Ottawa — Et de huit. Le Nouveau-Brunswick a joint sa voix à celles du Québec, de l'Ontario et de cinq autres provinces hier en réclamant qu'Ottawa verse plus d'argent pour financer l'impact qu'aura sa réforme de la justice criminelle. La ministre de la Justice a averti Ottawa que Fredericton réclamerait sa «part du gâteau».

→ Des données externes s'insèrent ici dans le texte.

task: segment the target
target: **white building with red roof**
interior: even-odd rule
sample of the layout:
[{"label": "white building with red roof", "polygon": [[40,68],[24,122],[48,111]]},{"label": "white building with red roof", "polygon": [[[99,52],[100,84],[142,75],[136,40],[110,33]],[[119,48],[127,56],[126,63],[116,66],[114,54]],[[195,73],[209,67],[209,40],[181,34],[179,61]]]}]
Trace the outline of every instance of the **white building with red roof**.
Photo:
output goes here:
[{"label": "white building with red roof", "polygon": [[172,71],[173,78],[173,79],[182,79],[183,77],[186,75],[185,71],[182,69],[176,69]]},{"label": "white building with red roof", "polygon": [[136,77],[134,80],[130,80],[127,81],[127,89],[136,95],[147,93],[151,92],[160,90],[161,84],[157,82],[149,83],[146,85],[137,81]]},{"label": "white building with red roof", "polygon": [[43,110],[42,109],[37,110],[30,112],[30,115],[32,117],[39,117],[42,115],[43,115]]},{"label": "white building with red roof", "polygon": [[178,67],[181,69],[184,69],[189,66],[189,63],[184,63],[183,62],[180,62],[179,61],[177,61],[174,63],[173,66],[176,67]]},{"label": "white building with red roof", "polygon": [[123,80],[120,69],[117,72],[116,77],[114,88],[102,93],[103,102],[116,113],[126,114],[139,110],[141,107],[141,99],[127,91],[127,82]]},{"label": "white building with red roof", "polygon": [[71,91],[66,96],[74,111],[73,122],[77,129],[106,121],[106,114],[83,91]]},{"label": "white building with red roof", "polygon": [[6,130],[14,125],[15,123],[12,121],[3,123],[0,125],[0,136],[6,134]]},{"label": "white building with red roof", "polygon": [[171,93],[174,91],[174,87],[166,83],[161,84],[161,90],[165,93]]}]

La ministre néo-brunswickoise, Marie-Claude Blais, s'est présentée en comité parlementaire pour affirmer que son gouvernement progressiste-conservateur appuyait sans réserve les objectifs judiciaires visés par le projet de loi C-10. «Nous appuyons sans hésitation les efforts visant à renforcer ces dispositions législatives. En plus de protéger les victimes, elles protègent nos enfants et donnent une voix aux victimes», a-t-elle dit en insistant sur son statut de mère.

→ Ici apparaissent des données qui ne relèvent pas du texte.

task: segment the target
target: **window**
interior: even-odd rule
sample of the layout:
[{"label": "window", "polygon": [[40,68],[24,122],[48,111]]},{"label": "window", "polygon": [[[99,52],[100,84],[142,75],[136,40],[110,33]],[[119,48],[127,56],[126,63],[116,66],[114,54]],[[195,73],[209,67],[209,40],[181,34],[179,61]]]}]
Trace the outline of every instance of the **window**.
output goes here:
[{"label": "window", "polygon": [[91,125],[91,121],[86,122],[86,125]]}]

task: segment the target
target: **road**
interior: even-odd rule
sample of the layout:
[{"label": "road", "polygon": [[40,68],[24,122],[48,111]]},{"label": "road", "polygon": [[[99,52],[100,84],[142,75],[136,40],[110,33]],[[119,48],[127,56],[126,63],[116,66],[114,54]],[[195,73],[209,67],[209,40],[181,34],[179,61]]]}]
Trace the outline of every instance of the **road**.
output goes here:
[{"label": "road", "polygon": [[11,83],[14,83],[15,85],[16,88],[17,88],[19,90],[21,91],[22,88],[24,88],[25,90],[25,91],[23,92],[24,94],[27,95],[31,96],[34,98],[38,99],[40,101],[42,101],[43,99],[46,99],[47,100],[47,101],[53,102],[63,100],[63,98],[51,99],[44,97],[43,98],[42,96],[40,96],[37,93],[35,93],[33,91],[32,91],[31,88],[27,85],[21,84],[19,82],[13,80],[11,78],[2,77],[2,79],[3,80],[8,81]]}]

Mais il y a un hic à cet appui philosophique: l'argent. Le Nouveau-Brunswick reconnaît à son tour que ce projet de loi aura un impact financier majeur — non chiffré pour le moment — pour les provinces et que le gouvernement fédéral doit l'assumer. «Puisque le gouvernement provincial assure à lui seul la responsabilité de l'administration de la justice, nous continuerons à faire pression sur le gouvernement fédéral pour qu'il reconnaisse que les provinces pourraient devoir assumer des coûts supplémentaires résultant de la mise en oeuvre de ces initiatives.» La ministre Blais a insisté: «Le fait que nous appuyons ce projet de loi ne nous empêchera pas d'exposer au gouvernement fédéral les défis financiers qu'il engendre.»

En point de presse, la ministre Blais a indiqué que son gouvernement «doit aller chercher [sa] part du gâteau» car «ce n'est pas parce qu'on appuie le projet de loi qu'on ne va pas se battre pour aller chercher ce qu'on estime avoir besoin pour délivrer les programmes». Selon elle, cela relève seulement d'une négociation fédérale-provinciale comme il y en a plusieurs dans de nombreux secteurs. «La justice n'est pas différente.»

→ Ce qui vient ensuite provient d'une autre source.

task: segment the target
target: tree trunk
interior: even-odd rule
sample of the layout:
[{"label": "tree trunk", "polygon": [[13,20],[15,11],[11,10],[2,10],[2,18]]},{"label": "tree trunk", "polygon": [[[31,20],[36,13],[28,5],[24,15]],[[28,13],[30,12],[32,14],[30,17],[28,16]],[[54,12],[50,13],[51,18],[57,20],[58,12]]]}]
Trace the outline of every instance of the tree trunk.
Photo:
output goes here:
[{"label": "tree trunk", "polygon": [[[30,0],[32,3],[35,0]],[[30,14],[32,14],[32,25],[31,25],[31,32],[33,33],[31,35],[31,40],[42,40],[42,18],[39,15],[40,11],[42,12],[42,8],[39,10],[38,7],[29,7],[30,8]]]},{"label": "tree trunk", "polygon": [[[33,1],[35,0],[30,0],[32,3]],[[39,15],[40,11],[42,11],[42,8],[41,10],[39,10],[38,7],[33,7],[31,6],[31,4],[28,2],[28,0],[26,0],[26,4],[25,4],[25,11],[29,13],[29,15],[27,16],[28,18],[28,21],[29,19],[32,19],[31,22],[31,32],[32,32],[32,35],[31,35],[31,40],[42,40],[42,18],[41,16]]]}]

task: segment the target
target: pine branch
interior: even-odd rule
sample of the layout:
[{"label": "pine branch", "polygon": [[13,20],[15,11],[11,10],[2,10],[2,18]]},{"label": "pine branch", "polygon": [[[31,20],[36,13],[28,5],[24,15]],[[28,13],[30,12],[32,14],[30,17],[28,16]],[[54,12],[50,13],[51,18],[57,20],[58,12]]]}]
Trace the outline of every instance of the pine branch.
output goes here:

La Colombie-Britannique, l'Alberta, le Manitoba et le Nouveau-Brunswick se disent très en faveur du projet de loi C-10. Tous, sauf l'Alberta, avertissent toutefois Ottawa qu'il faudra payer les frais carcéraux qui en découlent. L'Ontario, le Québec, l'Île-du-Prince-Édouard et Terre-Neuve ne sont pas convaincus de la voie privilégiée dans ce projet de loi et réclament aussi un dédommagement.